Canlı organizmaların metabolizma ve fonksiyonların statik olmadan uzak yani dinamik olduğu gösterilmiştir. Bu dinamiklerin ana elemanları değişken frekanslı endogeneous (örneğin: ultradian, circadian ve infradian) ritimlerdir. Dış etkilere bağlı olarak büyüyen çevresel etkileyici olaylara cevap veren bu biyolojik ritimler, genellikle phase-locked ritimlerinin bir kompleks karışımıdır ve organizmanın fizyolojik ve psikolojik oluşumu üzerinde önemli etkileri vardır. Biokimyasal işlemler, hücrelerle ilgili bağlantılar ve fonksiyonel sistemler, çevreye tepki olarak bütün sisteme etki eden endogenous ritimler ile ilgili dolaylı anlatımlar vardır. Bu ritimler altında uzuvların görevini yapmaması esaslı olarak organizmanın bozulması ve biyolojik etkilerin değişimini gösterir. Araştırmaların çoğu doğal biyolojik ritimler üzerinde ELF elektromanyetik alanların etkisini araştırmaya yöneliktir. 1983'te yapılan bir araştırmada 60 Hz elektrik alanlara maruz bırakılan sıçan ve farelerde hem circadian ve hem de ultradian ritimler araştırmak için metabolik indikatörler kullanıldı.Sonuçta, sıçanlar üzerinde maruziyetin etkisi görülmedi, fakat erkek farelerde oxidative metabolizmanın ritimleri ve aktivitesi maruziyet ile faz kaymasının olabileceği görüldü.
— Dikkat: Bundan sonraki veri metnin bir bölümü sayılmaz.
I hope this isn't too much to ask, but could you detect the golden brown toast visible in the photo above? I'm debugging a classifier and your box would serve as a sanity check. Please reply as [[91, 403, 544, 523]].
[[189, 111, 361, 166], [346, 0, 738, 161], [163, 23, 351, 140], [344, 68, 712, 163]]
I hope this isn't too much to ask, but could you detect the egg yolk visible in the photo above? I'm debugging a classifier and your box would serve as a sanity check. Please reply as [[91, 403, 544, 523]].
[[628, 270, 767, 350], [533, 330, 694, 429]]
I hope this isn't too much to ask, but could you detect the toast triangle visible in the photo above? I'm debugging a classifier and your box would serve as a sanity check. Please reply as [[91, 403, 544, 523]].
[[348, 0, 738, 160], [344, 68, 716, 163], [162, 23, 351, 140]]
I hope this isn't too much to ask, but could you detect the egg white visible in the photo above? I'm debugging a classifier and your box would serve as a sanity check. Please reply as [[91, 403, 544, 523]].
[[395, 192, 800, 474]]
Bir başka araştırmada, sıçanlarda indolaminlerin ve enzimlerin üretiminin ölçümü ile circadian aktivitenin görünüşü araştırıldı. 1.5....40 kV/m elektrik alana maruz bırakılan sıçanlarda beyin epifizinde melatonin ve biosynthetic enzimlerin artışında önemli azalma gözlenmiştir. Sıçan ve farelerde nocturnal beyin bileşimlerinin dönel manyetik alanlara duyarlı olduğu saptanmıştır.